I’ll write more about the CBO report tomorrow, but suffice it to say (for now) that it was a strange report in many ways.
They tell us that “real GDP growth stalls in 2023 in response to the sharp rise in interest rates in 2022.”
As growth stalls, CBO predicts “labor market conditions will worsen” with unemployment rising to 5.1% by the end of this year and continuing to rise into early 2024.
Is CBO predicting a recession? I’ll let you be the judge. While they expect the economy to grow at a barely 0.1 percent this year, they don’t foresee a contraction in real GDP (at least not on average over the year).
Against this background, CBO predicts that inflation will fall quite precipitously this year and next “as pressures ease from factors that, since mid-2020, have caused demand to grow faster than offer”. But they see inflation staying above 2 percent until 2027.
In response to the economic slowdown, CBO predicts that the Fed will begin cutting interest rate sometime in 2024, several years before inflation returns to the Fed’s long-term target.
None of us should put too much stock in any long-term economic outlook. But the CBO’s economic outlook influences its (baseline) budget projections, which are important for policymaking of all kinds.

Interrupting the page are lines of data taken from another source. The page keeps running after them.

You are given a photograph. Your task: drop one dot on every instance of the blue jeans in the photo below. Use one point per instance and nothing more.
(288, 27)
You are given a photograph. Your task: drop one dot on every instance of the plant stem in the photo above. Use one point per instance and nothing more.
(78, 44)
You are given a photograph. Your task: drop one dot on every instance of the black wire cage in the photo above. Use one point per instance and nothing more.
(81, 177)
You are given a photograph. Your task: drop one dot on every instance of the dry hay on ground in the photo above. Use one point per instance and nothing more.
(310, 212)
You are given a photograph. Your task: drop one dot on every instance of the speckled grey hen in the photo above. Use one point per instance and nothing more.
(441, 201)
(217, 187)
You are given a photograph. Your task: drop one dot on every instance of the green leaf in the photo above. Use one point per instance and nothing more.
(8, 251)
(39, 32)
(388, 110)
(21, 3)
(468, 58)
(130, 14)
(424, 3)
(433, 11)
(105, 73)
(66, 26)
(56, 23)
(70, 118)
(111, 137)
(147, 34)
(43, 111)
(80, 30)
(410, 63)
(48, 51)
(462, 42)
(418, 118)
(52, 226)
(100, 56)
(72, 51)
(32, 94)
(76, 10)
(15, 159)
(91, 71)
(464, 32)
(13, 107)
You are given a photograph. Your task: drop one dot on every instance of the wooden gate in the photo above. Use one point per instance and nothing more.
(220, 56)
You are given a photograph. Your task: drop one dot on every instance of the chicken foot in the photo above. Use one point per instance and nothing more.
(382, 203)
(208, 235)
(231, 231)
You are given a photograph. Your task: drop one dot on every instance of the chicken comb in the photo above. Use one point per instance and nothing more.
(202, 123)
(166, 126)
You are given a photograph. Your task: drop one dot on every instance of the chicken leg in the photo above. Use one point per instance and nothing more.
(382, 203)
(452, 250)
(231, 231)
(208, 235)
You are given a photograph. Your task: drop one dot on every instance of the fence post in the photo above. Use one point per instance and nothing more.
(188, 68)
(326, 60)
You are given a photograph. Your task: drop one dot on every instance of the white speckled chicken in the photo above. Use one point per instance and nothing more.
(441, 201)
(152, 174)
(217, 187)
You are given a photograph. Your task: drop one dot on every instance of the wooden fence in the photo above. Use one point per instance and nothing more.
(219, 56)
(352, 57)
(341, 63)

Assuming a bleaker economy (no growth, higher unemployment, stickier inflation, and more aggressive rate hikes in the near term (among other things), CBO tells lawmakers that projected deficits over 2023-2032 will be $900 billion more than before forecast (to May 2022).Part of this jump is due to projected debt service (revised to $295 million) during this period.
Keep that in mind, because I’ll be writing more about rate hikes and their budget impacts in my next post.
As always, thanks for reading the lens.